The Sidama economy is based primarily on subsistence farming based on archaic production techniques. The important staple food is ENSET.  Other crops are also grown and they breed cattle. However, a substantial area of the Sidama land produces coffee, which is the major cash crop in the region. It supplies over 40% of washed coffee to the central market.  Coffee has been the major source of income for the rural households in the coffee producing regions of the Sidama land.

DSEthiopia 8-2010 1490

However, the recent plunge in international coffee prices and rising food prices drew most of these households back into the subsistence production and absolute poverty. The Sidama people have never faced major hunger until very recently. Due to reliable rainfall and evergreen land area, they were always able to produce enough to ensure food security. However, the vagaries of nature coupled with massive growth of rural population, limited rural development, and a departure from their cultural ways, the Sidama are now facing hunger and poverty, which was basically unknown a generation ago.
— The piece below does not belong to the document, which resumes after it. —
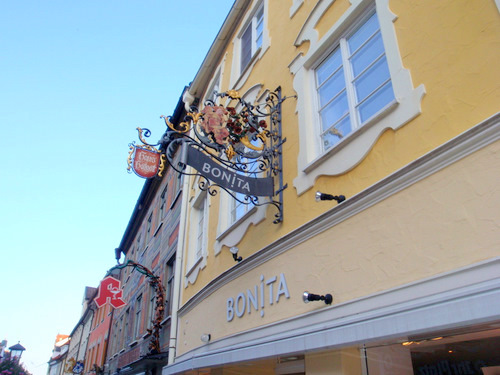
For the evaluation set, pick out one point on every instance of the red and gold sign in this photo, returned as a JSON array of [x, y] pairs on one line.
[[145, 160], [110, 291]]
About one-fourth of the total population in Sidama is directly or indirectly dependent on food aid from the international community, which raises many questions about the future of the tribe.

Other major crops produced besides enset and coffee are wheat, oat, maize, barley, sorghum, millets, sugar cane, potatoes, and other cereal crops and vegetables. The pattern of Enset and coffee production and consumption over the years has substantially shaped the nature of the Sidama culture, in terms of their socio-economics, indigenous knowledge, food sovereignty, resiliency and sustainability.

The role of livestock was highly significant in medieval and early 20th century Sidama society. However, recently the size of live stock has been dwindling because of two factors. First, a rapid increase in population reduced the size of grazing land for large stocks, and second, a severe ´Tsetse´ fly disease in low land areas had virtually wiped out most of the livestock population. There is a high value attached to livestock by the Sidama among whom a person without cattle is not regarded as a fully-grown social person, but as an outcast.

Fishing activities are limited to the most prominent lakes in Sidama: Lake Awassa and Lake Abaya. Although Sidama has several perennial rivers, they have never been exploited. Commercial forestry is underdeveloped in the area, but Sidama is well known for its traditional agro forestry system, which saved the land from erosion and desertification for centuries. Every household in Sidama practices agro forestry. This tendency has also brought a negative impact in recent times. Farmers began to practice planting Eucalyptus trees alongside other crops. Because the later plant has a poisonous effect, it destroys other crops planted under it. It also absorbs water and leaves the land dry. Most farmers are aware of the problem. However, the economic benefits of the eucalyptus tree outweigh the cost of losing small crops near it for individual farmers. However, it is generally recognized at present that this trend is dangerous for the overall environmental sustainability of the Sidama land.